Fumiko Minami (1913/4 – 1959) was a Japanese housewife who contributed to the invention of the electric rice cooker.

== Life ==
Fumiko Minami was born in 1913/14 into a family of a 'high-ranked warrior class', and moved to Tokyo with her father, who had lost the family's money. While she was working in a restaurant, she met Yoshitada Minami (ja), the owner of a small family factory which sold water boilers to Toshiba. They married and had six children.

== Rice cooker ==
In the 1950s, Toshiba began a project to improve on the electric rice cooker. Models had been available since the 1920s, but they had sold poorly as they still needed the heat to be turned off manually, and therefore monitored to prevent the rice from burning. While selling electric washing machines across Japan, Toshiba engineer Shogo Yamada learned that women found cooking rice three times a day, continuously adjusting the heat to achieve fluffy rice, even more time consuming then laundry.

Yoshitada Minami was asked by Yamada to try to develop a better rice cooker, and accepted the task because his water boiler factory was struggling and on the brink of bankruptcy.

Fumiko Minami carried out market research into the rice cookers already available and spent five years experimenting with factors such as water ratio and temperature in rice cooking to provide information vital to the development of the device. For example, she found that the convention of continuously adjusting the temperature was not necessary, but that cooking rice at the same temperature for twenty minutes would consistently produce good results.

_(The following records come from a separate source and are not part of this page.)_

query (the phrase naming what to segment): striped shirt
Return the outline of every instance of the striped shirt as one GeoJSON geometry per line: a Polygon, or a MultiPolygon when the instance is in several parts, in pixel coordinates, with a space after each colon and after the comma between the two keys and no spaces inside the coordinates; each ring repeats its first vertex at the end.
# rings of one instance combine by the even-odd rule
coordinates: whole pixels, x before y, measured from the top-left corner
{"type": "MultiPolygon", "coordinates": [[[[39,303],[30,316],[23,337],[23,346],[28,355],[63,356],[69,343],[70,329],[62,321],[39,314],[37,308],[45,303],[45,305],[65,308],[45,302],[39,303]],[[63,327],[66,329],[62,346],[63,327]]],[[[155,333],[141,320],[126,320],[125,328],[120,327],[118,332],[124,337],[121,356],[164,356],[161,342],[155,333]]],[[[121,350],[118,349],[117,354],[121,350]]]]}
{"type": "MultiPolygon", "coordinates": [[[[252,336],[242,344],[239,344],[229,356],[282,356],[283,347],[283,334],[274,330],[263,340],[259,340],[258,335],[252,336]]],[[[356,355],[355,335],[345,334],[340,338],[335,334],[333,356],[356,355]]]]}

The Minamis wanted their rice cooker to work in all the conditions that could be found across Japan, so Fumiko tested prototypes in various conditions: on the roof of their house in the sun; next to a steamy bathroom; and inside a kotatsu. Her health suffered while testing the rice cooker outdoors in winter.

The Minamis eventually produced a two-pot rice cooker with a bi-metallic switch that stopped the cooking when the temperature in the pot exceeded 100 °C. They included a triple-layer cover to insulate it in winter. The model was launched in 1955.

Fumiko Minami's aim was to save women time so that ‘they could do something else for three hours a day’. When she was bedridden in 1959, she received letters from women expressing their gratitude for their rice cookers. She died that year at the age of 45.